Paralympians with the torch
The Paralympic flame has reached outer London as part of a 24-hour torch relay to herald the start of the 2012 Games.
Four national flames, kindled last week, were united in a cauldron at a ceremony in Stoke Mandeville - the spiritual home of the Paralympics.
A flame lit from that cauldron is being carried 92 miles from Buckinghamshire to London's Olympic Stadium.
The Queen and the Duke and Duchess of Cambridge are among those attending Wednesday's opening ceremony.
Crowds gathered in the market square in Aylesbury, Buckinghamshire, to watch the start of the relay on Tuesday night and thousands more turned out overnight to cheer on the torchbearers along the route.
Running about 90 minutes late, the flame, which is being carried by some 580 torchbearers in total, is next due to arrive at Britain's first traditional Hindu temple, the Shri Swaminarayan Mandir Temple in Brent.
It will then visit Lord's Cricket Ground, London Zoo and the Abbey Road crossing made famous by the Beatles among other famous landmarks in the capital.

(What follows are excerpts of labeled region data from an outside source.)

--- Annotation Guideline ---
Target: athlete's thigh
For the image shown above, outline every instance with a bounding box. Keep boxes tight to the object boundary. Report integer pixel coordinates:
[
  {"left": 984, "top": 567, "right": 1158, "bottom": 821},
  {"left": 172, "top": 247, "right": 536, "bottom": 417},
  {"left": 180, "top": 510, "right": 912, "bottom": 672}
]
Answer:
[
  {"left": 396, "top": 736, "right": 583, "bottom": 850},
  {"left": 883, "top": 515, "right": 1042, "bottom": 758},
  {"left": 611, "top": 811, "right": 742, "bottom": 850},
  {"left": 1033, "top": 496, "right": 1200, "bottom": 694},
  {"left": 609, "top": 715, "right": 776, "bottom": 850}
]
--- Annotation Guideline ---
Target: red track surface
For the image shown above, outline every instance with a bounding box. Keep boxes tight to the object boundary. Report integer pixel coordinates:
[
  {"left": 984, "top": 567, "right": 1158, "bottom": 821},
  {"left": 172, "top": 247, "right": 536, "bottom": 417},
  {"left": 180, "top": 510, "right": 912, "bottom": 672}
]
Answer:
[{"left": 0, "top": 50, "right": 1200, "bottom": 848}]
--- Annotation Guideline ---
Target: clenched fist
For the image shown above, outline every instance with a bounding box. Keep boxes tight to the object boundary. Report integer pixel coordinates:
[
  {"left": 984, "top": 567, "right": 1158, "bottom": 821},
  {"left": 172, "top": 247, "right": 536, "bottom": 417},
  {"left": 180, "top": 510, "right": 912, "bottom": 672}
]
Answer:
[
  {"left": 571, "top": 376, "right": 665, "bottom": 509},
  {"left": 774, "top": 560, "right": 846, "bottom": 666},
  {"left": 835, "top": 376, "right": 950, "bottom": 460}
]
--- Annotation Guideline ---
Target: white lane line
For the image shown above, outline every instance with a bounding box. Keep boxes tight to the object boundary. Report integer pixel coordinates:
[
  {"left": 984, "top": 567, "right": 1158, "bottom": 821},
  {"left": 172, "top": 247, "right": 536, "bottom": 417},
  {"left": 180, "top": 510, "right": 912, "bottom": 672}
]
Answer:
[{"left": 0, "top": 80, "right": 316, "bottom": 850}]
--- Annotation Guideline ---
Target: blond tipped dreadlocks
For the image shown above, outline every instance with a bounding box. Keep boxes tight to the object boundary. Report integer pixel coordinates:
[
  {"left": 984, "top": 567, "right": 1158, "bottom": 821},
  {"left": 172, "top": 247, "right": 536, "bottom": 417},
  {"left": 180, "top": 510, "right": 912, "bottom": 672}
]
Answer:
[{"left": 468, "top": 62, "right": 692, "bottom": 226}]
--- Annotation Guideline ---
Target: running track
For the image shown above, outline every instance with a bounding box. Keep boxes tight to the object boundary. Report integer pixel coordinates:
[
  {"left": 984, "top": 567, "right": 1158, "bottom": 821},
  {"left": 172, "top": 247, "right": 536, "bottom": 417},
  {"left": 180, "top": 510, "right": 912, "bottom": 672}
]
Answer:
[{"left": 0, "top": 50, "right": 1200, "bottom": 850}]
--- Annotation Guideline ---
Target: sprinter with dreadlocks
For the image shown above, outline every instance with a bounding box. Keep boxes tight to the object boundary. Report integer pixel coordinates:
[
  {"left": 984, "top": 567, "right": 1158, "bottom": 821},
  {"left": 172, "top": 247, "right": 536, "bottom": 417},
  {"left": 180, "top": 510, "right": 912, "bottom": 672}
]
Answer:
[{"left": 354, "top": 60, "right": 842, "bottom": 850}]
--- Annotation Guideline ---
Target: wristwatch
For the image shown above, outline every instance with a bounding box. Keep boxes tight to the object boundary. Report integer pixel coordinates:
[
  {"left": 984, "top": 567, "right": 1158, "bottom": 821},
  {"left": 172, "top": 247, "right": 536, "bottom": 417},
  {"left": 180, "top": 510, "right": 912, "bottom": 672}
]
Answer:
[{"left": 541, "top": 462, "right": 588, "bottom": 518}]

In Trafalgar Square later, former boxer Michael Watson, wheelchair racer Dame Tanni Grey Thompson and Paralympic swimmer Chris Holmes will carry the flame.
About 3,000 invited guests, including Paralympians, representatives from disability groups and local residents, attended Tuesday evening's ceremony at Stoke Mandeville Stadium.
Some 150 local residents took part in a lantern procession and formed a guard of honour for eight torchbearers who carried flames representing England, Scotland, Northern Ireland and Wales.
The children who were invited to take part in the procession, together with their parents, had gathered at Stoke Mandeville last week to make the lanterns out of canes, tissue paper and sticky tape.